Chinese Foreign Ministry spokesperson Wang Wenbin on Wednesday told reporters that Canada’s explanation thus far was ”not convincing.”

“The wrongdoing of the Canadian staff concerned has already caused an egregious impact and triggered strong resentment and discontent among the ordinary Chinese people,” Wang said. “The Canadian side should take the matter seriously and give a clear explanation to the Chinese side as soon as possible.”

The Canadian Foreign Ministry did not immediately reply to a request for a response to Wang’s statement.

The controversy is a further irritant to relations between the countries that have nosedived in the past two years over China’s demand that Canada release a top executive of communications giant Huawei who is wanted on fraud charges in the United States.

Meng Wanzhou, who is also the daughter of the company’s founder, denies the charges. China says her case is politically motivated as part of a U.S. effort to stifle the nation’s global economic expansion.
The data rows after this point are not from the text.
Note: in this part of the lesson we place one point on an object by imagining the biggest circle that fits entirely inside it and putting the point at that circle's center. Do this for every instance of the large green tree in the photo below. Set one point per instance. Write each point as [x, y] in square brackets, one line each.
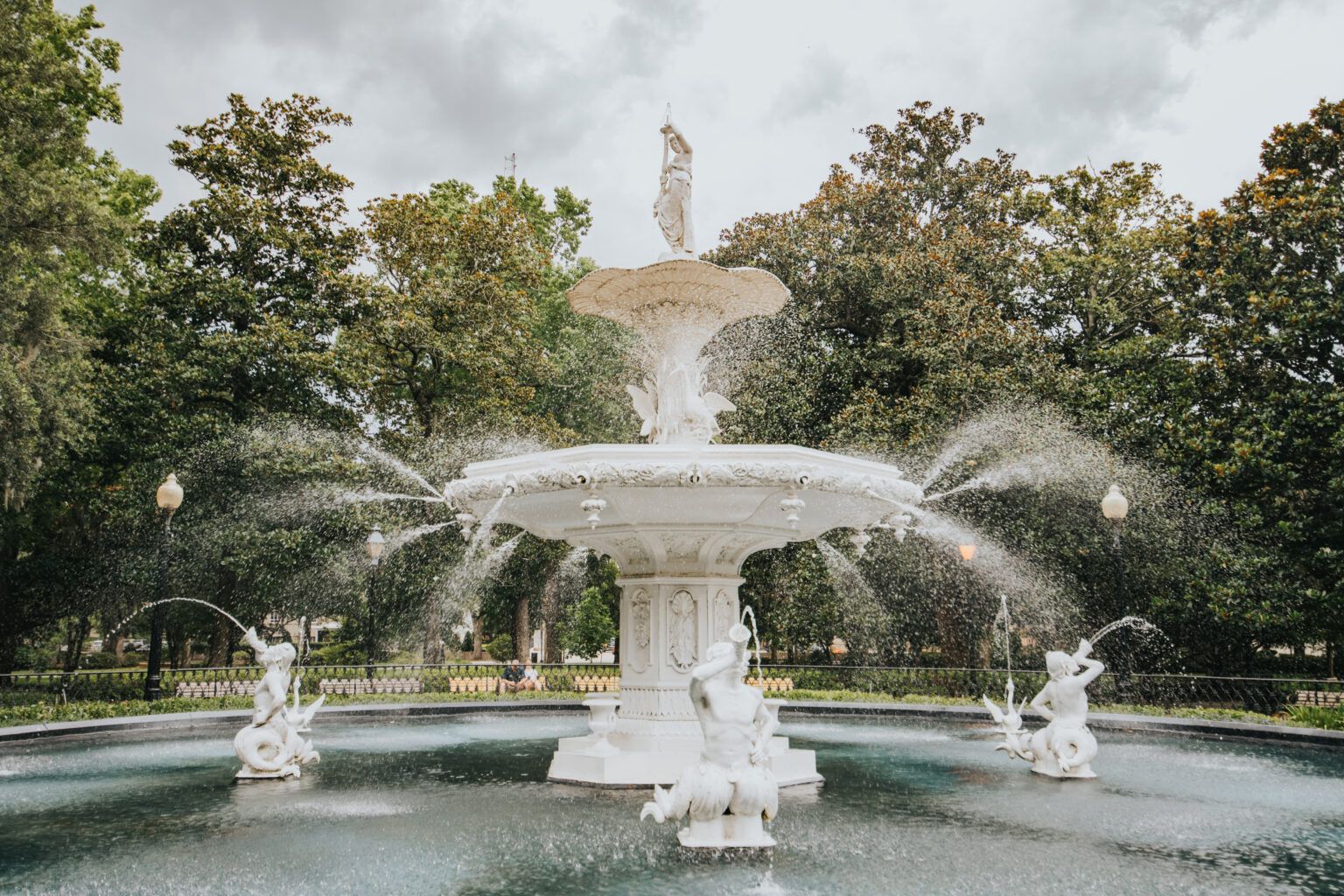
[1264, 421]
[902, 293]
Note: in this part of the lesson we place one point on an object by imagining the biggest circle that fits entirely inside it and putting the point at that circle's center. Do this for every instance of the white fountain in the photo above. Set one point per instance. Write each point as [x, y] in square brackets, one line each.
[677, 514]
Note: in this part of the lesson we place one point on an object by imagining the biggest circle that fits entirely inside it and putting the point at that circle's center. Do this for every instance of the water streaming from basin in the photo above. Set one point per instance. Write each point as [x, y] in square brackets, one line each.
[461, 808]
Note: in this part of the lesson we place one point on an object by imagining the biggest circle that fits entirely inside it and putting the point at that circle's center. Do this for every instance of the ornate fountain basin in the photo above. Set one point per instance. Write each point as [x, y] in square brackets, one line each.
[683, 509]
[679, 520]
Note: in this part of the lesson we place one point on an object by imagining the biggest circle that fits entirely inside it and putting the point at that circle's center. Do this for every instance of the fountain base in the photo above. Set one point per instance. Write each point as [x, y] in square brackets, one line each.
[639, 762]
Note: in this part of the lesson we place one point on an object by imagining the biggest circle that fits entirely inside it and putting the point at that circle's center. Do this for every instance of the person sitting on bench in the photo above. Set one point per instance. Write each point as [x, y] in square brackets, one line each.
[529, 679]
[511, 677]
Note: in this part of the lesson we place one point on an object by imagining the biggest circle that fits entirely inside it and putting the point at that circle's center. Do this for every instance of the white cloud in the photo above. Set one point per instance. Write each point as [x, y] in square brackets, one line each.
[769, 93]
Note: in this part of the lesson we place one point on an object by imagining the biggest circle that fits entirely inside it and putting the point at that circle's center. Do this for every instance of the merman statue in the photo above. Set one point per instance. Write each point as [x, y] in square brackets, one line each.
[272, 746]
[1063, 748]
[732, 774]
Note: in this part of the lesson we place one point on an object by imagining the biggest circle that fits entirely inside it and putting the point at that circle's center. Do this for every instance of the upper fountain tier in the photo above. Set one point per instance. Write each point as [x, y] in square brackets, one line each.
[677, 305]
[683, 509]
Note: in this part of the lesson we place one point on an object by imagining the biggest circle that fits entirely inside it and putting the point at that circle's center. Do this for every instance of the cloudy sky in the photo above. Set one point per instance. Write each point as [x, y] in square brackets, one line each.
[767, 93]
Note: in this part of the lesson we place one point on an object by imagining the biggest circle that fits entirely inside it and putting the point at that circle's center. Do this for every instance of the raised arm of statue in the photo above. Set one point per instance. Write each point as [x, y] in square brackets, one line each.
[255, 642]
[1095, 667]
[672, 130]
[1040, 700]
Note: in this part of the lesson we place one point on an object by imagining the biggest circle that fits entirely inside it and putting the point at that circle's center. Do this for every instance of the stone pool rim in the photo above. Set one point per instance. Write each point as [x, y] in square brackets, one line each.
[804, 708]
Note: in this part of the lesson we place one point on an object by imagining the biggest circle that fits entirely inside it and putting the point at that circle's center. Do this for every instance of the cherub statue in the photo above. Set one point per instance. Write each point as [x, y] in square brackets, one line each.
[1063, 748]
[270, 746]
[675, 407]
[732, 773]
[1008, 723]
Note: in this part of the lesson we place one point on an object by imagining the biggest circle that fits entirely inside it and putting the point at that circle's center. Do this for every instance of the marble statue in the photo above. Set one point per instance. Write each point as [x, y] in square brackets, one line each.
[675, 407]
[1063, 748]
[672, 207]
[273, 746]
[732, 773]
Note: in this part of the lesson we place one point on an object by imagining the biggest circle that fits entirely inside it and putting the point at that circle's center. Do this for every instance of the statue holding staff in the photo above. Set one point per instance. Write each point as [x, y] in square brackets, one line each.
[672, 207]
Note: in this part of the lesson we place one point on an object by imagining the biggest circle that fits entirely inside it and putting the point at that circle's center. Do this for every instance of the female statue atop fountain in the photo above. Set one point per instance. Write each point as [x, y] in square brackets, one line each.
[672, 207]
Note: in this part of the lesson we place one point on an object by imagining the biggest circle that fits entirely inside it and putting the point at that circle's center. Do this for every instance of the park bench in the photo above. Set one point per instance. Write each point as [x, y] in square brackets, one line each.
[366, 685]
[596, 682]
[1320, 699]
[217, 690]
[472, 685]
[772, 684]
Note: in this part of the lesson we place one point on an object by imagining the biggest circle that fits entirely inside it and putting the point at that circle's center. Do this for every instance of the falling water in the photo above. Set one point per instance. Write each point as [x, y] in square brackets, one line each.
[406, 536]
[361, 497]
[405, 469]
[1003, 599]
[843, 571]
[483, 529]
[1130, 622]
[749, 612]
[153, 604]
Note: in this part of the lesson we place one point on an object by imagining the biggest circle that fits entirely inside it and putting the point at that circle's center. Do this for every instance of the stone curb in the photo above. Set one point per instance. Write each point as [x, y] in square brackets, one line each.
[1103, 722]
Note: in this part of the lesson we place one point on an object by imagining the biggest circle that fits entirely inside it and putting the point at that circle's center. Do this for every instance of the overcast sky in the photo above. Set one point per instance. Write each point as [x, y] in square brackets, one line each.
[767, 93]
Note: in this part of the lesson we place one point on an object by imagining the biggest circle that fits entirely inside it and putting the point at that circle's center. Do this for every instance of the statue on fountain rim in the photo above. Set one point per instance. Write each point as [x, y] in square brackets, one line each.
[732, 774]
[273, 746]
[1065, 747]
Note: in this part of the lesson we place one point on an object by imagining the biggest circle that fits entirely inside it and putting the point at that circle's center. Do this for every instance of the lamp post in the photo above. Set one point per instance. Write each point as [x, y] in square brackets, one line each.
[967, 552]
[1115, 507]
[168, 497]
[374, 543]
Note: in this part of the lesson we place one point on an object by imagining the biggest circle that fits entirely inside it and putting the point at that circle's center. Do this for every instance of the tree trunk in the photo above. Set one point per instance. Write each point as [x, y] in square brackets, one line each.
[179, 644]
[522, 632]
[75, 634]
[550, 620]
[478, 637]
[952, 632]
[433, 652]
[223, 629]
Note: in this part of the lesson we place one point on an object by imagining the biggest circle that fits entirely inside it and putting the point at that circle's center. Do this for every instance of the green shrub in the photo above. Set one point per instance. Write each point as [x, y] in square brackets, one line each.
[501, 648]
[30, 657]
[339, 653]
[1328, 718]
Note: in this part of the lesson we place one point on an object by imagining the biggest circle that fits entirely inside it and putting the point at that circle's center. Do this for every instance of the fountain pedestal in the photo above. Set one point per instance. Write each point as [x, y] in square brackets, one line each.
[667, 622]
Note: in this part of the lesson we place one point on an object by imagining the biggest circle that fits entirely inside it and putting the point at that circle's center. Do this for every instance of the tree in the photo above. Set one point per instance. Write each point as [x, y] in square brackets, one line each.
[1264, 422]
[252, 283]
[902, 289]
[65, 218]
[588, 626]
[449, 336]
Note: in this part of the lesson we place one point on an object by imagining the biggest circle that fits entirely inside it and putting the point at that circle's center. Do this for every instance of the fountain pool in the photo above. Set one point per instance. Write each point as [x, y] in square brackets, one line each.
[463, 806]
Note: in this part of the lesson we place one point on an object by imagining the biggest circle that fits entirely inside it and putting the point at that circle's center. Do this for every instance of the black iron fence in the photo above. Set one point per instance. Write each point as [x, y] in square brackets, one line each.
[484, 680]
[25, 688]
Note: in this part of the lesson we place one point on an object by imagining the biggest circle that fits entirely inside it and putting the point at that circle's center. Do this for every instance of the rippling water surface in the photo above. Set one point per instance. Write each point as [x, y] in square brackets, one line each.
[463, 806]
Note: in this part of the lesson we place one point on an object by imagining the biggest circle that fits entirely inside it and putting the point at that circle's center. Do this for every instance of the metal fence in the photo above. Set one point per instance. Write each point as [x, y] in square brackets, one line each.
[25, 688]
[483, 680]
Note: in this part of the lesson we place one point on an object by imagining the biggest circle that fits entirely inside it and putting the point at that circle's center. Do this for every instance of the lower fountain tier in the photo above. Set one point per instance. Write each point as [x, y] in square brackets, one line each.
[683, 509]
[679, 522]
[642, 760]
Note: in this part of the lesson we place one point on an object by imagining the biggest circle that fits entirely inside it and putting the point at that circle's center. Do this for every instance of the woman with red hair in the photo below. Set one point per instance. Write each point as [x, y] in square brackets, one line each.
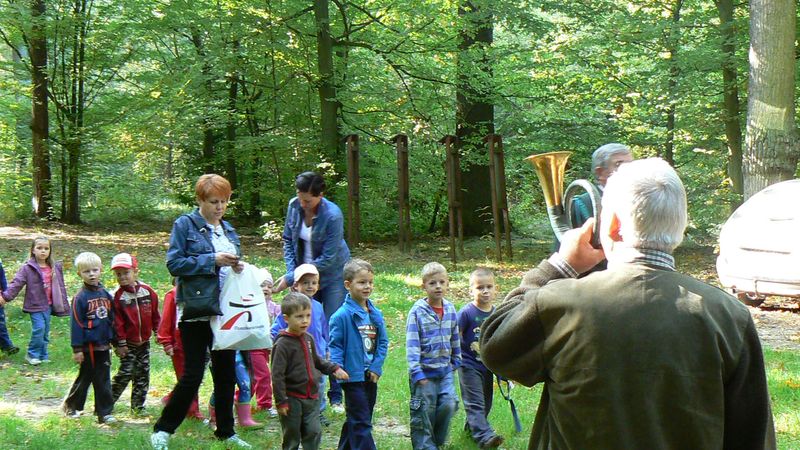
[203, 249]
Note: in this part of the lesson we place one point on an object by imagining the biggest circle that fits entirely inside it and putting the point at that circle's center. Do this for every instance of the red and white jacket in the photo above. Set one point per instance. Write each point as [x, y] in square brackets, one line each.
[136, 315]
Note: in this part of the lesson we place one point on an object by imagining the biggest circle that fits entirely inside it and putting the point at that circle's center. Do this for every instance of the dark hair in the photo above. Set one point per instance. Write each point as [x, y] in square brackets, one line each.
[293, 302]
[354, 266]
[310, 182]
[49, 258]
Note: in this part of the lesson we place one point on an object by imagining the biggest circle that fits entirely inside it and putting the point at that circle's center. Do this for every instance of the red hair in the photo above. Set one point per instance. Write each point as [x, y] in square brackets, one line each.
[212, 184]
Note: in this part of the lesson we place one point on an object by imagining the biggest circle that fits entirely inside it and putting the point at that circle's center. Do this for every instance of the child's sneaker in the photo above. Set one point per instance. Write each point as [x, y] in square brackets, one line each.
[493, 442]
[338, 408]
[108, 419]
[160, 440]
[237, 442]
[11, 350]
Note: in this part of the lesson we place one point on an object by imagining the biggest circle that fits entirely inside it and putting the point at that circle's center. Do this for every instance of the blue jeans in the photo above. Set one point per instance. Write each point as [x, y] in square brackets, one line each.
[432, 406]
[476, 393]
[331, 295]
[242, 380]
[40, 335]
[356, 432]
[5, 339]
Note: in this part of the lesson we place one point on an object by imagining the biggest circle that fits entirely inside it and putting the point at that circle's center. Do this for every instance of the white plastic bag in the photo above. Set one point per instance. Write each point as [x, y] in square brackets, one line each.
[244, 323]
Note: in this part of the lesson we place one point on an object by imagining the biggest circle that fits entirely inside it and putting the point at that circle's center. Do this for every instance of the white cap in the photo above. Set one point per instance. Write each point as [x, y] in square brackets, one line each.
[123, 261]
[304, 269]
[263, 275]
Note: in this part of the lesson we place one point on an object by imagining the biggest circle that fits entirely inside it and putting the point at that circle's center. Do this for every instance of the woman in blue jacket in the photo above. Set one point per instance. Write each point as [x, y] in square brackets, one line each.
[203, 249]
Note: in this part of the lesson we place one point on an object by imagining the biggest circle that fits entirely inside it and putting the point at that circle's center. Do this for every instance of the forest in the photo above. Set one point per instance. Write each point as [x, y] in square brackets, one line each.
[110, 109]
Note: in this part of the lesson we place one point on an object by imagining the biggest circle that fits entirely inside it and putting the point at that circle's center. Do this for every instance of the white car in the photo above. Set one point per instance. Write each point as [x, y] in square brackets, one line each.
[759, 245]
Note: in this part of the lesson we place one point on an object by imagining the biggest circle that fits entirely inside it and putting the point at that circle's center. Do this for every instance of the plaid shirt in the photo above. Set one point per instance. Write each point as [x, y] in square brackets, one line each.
[439, 336]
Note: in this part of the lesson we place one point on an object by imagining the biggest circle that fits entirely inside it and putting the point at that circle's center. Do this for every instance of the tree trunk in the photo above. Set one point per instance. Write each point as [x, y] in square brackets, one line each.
[771, 140]
[475, 112]
[731, 115]
[41, 176]
[673, 46]
[330, 136]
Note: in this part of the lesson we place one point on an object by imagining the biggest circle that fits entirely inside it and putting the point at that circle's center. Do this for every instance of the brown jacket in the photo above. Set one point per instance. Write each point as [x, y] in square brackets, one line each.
[296, 367]
[632, 357]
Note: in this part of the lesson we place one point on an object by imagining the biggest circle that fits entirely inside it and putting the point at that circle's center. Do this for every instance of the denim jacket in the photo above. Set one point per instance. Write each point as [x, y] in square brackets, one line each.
[190, 250]
[328, 247]
[347, 345]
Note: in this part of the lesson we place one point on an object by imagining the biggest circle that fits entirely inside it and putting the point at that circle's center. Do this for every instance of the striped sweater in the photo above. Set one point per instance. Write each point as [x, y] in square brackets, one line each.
[432, 344]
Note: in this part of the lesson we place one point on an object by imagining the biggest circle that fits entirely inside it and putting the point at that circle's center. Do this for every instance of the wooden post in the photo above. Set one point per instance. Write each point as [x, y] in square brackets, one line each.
[490, 138]
[404, 207]
[353, 187]
[455, 220]
[498, 162]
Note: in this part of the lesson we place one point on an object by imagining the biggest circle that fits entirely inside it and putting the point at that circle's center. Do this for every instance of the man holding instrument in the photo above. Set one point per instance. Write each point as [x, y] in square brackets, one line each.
[638, 355]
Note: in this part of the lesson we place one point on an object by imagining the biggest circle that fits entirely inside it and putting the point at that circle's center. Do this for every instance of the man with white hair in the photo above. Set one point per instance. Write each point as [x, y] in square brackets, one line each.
[636, 356]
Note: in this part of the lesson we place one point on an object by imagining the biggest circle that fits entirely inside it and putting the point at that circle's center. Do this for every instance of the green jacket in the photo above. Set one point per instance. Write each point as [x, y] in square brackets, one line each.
[632, 357]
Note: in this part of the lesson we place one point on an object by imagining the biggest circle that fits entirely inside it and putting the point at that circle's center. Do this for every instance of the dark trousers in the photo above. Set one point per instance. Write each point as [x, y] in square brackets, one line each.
[476, 393]
[95, 371]
[135, 365]
[359, 399]
[197, 338]
[301, 425]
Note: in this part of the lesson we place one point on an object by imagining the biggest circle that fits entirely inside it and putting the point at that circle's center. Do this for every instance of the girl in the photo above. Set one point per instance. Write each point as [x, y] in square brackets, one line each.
[45, 294]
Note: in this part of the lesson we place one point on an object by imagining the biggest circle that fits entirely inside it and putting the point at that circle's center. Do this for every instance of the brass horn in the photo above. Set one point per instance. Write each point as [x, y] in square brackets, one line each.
[550, 168]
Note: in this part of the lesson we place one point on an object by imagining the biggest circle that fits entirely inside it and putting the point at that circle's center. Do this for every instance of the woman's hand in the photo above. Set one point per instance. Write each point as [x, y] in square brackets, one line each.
[223, 259]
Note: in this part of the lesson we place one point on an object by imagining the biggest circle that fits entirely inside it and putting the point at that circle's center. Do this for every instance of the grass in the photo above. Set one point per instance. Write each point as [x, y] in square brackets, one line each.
[29, 396]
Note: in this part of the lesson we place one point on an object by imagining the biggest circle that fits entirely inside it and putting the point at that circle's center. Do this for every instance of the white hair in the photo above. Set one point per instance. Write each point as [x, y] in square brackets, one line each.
[650, 201]
[603, 153]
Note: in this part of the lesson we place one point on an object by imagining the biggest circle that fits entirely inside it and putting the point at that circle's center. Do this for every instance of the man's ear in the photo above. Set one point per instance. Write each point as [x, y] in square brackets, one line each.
[614, 229]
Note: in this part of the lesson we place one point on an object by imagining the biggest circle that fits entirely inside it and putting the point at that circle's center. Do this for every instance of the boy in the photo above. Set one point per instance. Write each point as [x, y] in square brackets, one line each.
[475, 379]
[136, 318]
[306, 281]
[359, 343]
[296, 368]
[92, 334]
[432, 325]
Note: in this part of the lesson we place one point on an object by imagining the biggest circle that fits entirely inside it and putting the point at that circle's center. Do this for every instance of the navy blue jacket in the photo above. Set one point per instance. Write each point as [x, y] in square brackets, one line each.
[92, 319]
[191, 251]
[347, 346]
[328, 247]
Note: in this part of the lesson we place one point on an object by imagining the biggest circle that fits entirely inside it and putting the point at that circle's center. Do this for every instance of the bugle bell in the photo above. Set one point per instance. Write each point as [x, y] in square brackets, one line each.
[550, 168]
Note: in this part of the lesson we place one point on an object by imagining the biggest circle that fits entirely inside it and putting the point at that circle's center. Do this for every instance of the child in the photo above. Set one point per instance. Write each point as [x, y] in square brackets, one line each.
[241, 397]
[169, 336]
[477, 382]
[359, 343]
[92, 334]
[259, 359]
[6, 345]
[136, 318]
[306, 281]
[45, 293]
[431, 325]
[296, 367]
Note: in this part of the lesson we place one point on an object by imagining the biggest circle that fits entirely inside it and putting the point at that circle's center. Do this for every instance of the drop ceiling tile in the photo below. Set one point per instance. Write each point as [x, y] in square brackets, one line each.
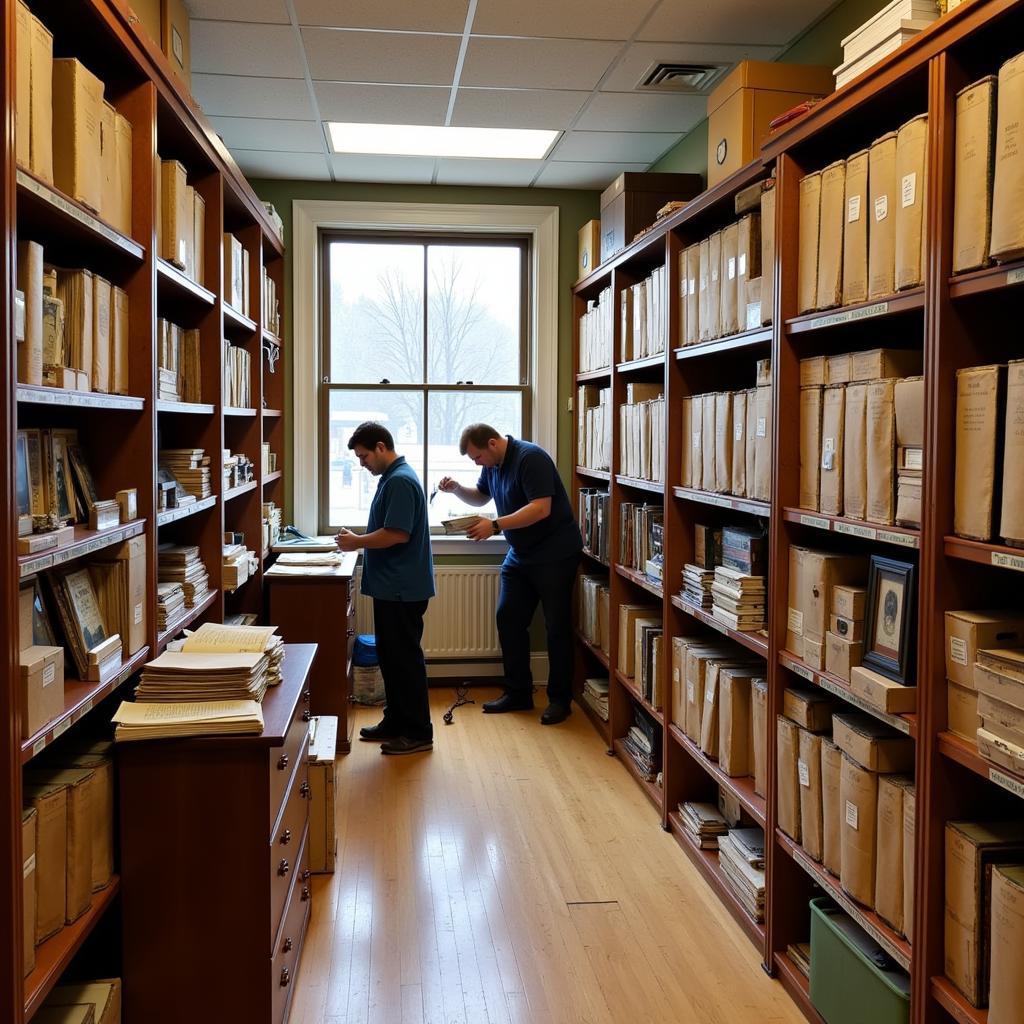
[516, 108]
[610, 145]
[406, 58]
[625, 111]
[402, 170]
[438, 15]
[235, 48]
[581, 175]
[301, 166]
[567, 18]
[239, 96]
[537, 64]
[510, 173]
[413, 104]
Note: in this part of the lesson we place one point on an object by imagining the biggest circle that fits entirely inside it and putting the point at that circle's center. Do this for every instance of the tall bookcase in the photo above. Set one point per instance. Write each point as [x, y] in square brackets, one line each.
[121, 434]
[954, 323]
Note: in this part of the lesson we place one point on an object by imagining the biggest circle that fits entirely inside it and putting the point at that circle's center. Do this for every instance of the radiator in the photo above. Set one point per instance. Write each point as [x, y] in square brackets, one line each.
[460, 620]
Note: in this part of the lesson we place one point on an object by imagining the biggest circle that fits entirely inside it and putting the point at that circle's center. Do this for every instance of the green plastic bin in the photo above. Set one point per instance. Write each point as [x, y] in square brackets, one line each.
[847, 986]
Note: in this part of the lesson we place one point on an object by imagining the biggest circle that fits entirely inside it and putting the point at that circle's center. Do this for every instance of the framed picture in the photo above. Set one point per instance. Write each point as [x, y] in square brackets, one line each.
[890, 637]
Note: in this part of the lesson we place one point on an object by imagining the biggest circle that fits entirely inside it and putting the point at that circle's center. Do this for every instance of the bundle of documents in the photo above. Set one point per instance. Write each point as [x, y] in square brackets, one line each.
[595, 692]
[738, 600]
[697, 584]
[203, 718]
[704, 823]
[741, 857]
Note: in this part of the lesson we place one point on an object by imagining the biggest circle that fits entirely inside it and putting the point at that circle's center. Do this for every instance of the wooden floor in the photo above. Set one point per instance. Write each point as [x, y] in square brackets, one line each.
[516, 873]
Her lawyers argue she has been subjected to abuse of process and should be freed.

Canada arrested Meng at Vancouver’s airport in late 2018. In apparent retaliation, China detained former Canadian diplomat Michael Kovrig and Canadian entrepreneur Michael Spavor, placed restrictions on various Canadian exports to China, and sentenced a convicted Canadian drug smuggler to death in a sudden retrial.